2. The mobile terminal apparatus of claim 1, further comprising:

a circuit substrate, wherein the main antenna and the feeding pad are disposed on a first surface of the circuit substrate and the sub antenna is disposed on a second surface of the circuit substrate; and

s wherein the feeding pad is electrically coupled to the second antenna though the circuit substrate to indirectly feed signals to the second antenna.

3. The mobile terminal apparatus of claim 2, wherein the at least one second frequency band is within the one or more first frequency bands or is within other than the one or more first frequency bands.

4. The mobile terminal apparatus of claim 2, wherein the main antenna comprises a feeding line to connect the main antenna to the feeding pad to directly feed signals to the main antennal.

5. The mobile terminal apparatus of claim 2, further comprising:

a ground disposed on the circuit substrate to ground the main antenna and the sub antenna;

a first ground pad to connect the main antenna to the ground; and

a second ground pad to connect the sub antenna to the ground.
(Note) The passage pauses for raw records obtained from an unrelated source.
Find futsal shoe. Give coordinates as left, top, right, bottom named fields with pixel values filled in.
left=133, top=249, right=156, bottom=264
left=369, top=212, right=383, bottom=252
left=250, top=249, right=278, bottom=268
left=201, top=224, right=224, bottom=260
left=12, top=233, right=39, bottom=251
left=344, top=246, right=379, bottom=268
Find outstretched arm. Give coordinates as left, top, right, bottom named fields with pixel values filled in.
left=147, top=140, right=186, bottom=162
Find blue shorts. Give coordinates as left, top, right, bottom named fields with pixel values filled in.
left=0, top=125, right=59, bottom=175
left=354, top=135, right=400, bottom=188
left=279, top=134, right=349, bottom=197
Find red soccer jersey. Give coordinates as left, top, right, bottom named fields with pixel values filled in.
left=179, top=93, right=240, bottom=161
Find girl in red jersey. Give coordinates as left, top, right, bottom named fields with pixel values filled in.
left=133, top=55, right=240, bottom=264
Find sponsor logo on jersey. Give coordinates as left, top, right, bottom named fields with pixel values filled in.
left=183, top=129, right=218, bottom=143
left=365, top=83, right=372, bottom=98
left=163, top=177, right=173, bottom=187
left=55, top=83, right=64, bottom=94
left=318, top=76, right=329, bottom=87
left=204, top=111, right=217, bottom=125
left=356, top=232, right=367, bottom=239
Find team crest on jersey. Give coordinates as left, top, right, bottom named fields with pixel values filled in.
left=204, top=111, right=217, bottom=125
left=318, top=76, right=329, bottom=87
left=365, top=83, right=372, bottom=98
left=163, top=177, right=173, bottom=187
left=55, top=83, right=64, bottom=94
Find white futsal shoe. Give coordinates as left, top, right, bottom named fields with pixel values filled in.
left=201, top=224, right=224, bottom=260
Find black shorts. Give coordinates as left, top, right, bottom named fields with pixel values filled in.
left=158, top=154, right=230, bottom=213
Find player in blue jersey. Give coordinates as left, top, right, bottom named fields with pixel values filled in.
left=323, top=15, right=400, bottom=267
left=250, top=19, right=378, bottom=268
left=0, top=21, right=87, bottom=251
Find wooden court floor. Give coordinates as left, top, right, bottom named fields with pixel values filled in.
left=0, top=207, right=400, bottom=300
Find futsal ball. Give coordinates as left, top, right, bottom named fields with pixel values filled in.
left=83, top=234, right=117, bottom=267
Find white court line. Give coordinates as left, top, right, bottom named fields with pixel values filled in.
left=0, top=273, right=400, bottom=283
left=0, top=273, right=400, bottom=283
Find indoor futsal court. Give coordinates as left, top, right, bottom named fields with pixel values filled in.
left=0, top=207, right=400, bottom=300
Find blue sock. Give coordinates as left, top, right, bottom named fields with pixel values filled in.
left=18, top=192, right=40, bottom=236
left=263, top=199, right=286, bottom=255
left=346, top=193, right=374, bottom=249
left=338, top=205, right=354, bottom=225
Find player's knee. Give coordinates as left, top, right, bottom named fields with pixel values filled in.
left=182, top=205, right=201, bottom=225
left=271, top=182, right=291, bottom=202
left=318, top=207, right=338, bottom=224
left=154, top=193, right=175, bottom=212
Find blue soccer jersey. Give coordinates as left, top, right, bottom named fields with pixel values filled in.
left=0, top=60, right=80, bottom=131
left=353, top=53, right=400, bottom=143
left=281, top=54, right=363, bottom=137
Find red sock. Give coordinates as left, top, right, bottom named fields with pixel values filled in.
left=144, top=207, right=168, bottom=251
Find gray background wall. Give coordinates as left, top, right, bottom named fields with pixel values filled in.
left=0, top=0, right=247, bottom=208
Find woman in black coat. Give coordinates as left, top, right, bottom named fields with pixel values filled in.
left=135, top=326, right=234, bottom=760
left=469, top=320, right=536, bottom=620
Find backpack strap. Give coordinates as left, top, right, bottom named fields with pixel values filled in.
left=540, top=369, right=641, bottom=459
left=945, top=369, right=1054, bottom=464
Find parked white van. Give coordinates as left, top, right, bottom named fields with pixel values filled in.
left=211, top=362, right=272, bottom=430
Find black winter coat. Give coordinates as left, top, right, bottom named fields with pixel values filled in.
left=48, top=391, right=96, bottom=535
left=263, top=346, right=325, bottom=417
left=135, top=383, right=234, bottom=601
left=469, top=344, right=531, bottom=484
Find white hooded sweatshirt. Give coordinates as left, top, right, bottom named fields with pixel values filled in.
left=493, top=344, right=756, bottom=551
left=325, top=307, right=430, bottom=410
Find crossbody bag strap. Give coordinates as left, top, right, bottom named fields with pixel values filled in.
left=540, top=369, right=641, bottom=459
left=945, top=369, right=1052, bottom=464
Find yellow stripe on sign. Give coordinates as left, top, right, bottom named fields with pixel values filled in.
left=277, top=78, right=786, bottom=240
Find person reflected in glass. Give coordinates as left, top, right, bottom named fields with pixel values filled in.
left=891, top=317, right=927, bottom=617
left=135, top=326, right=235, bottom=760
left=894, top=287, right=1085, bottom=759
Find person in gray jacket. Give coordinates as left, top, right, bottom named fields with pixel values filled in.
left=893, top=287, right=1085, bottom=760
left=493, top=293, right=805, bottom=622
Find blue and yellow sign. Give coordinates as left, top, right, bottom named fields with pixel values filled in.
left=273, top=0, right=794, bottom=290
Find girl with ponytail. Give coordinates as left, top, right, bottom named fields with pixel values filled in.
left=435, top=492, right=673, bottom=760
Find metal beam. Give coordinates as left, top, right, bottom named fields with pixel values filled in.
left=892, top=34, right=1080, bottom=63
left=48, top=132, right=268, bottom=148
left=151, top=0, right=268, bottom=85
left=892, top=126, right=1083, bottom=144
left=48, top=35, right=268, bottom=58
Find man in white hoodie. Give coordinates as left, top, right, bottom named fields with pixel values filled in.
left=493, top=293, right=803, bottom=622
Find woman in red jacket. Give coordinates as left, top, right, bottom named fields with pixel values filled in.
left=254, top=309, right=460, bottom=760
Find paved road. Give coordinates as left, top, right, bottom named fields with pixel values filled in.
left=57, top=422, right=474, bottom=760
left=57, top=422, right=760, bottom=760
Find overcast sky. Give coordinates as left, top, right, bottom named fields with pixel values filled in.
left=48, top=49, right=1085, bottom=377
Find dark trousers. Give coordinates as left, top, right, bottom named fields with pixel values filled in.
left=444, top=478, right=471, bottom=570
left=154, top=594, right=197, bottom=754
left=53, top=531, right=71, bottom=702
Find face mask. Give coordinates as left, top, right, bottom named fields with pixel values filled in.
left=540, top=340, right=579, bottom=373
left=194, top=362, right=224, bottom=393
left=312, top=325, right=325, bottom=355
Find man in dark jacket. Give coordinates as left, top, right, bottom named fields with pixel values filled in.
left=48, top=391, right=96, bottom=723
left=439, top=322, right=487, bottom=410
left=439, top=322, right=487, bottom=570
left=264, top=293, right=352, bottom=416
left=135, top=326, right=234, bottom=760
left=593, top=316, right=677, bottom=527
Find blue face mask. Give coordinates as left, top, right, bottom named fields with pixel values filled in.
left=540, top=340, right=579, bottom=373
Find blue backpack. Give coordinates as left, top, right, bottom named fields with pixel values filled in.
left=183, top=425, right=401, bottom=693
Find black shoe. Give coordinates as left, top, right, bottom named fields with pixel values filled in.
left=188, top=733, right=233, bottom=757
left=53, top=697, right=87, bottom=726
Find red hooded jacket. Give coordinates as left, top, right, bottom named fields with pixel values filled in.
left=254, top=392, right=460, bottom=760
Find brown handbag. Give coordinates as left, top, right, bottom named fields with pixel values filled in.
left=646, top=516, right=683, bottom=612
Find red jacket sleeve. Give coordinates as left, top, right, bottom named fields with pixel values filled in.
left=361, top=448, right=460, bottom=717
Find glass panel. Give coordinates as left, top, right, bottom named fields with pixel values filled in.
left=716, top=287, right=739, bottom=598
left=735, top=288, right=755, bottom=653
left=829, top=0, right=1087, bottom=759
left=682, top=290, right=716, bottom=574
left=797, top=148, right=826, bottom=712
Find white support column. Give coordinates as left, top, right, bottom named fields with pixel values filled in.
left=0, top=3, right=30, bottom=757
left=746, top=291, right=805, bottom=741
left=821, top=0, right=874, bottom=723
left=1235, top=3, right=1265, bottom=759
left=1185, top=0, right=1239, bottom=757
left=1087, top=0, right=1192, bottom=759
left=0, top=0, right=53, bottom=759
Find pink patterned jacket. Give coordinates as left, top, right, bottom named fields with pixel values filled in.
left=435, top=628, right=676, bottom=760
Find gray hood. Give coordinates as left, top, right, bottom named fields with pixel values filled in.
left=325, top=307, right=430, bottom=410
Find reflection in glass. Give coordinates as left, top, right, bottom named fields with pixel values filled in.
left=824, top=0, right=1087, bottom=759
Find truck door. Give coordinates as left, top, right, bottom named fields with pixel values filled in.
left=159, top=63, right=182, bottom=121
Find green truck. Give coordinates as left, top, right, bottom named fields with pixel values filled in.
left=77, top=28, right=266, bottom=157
6. The mobile terminal apparatus of claim 5, further comprising:

a first transmission path comprising the feeding pad, the main antenna, the first ground pad and the ground to transmit and receive electromagnetic waves corresponding to signals of the one or more first frequency bands when signals are selectively fed to the feeding pad; and

a second transmission path comprising the feeding pad electrically coupled to the sub antenna, the sub antenna, the second ground pad and the ground to transmit and receive electromagnetic waves corresponding to signals of the at least one second frequency band when signals are selectively fed to the feeding pad and indirectly to the sub antenna.

7. The mobile terminal apparatus of claim 2, wherein the main antenna on the first surface of the circuit substrate and the sub antenna on the second surface of the circuit substrate are disposed in facing relation to each other.

8. The mobile terminal apparatus of claim 2, wherein

at least one radiating pattern of the main antenna overlaps a radiating pattern of the sub antenna, and

the radiating pattern of the sub antenna is of a reduced length relative to at least one radiating pattern of the main antenna.

9. The mobile terminal apparatus of claim 1, wherein the main antenna and the sub antenna are disposed in perpendicular relation to each other.

10. The mobile terminal apparatus of claim 9, wherein a radiating pattern of the sub antenna is of an increased length relative to at least one radiating pattern of the main antenna.

11. The mobile terminal apparatus of claim 1, wherein a length of a radiating pattern of the main antenna or the sub antenna corresponding to a low frequency band is of an increased length relative to a radiating pattern of the main antenna or the sub antenna corresponding to a high frequency band.

12. The communication terminal apparatus of claim 1, wherein

the main antenna comprises a plurality of radiating patterns to resonate at corresponding ones of a plurality of the first frequency bands, and

the second antenna comprises at least one radiating pattern to resonate at a corresponding one of the at least one second frequency band.

13. The mobile terminal apparatus of claim 1, further comprising:

a circuit substrate; and

an antenna carrier unit disposed over a surface of the circuit substrate, wherein one or more radiating patterns corresponding to the one or more first frequency bands of the main antenna are disposed on the antenna carrier unit.

14. The mobile terminal apparatus of claim 13, wherein the sub antenna is disposed on a lower surface of the circuit substrate than a surface of the circuit substrate over which the antenna carrier unit is disposed.

15. The mobile terminal apparatus of claim 1, further comprising:

a circuit substrate, wherein the main antenna, the feeding pad and the sub-antenna are disposed on the circuit substrate;

a ground disposed on the circuit substrate to ground the main antenna and the sub antenna; and

a switch disposed on the circuit substrate to selectively connect or disconnect the sub antenna from the ground to selectively transmit or receive signals at the least at one second frequency band.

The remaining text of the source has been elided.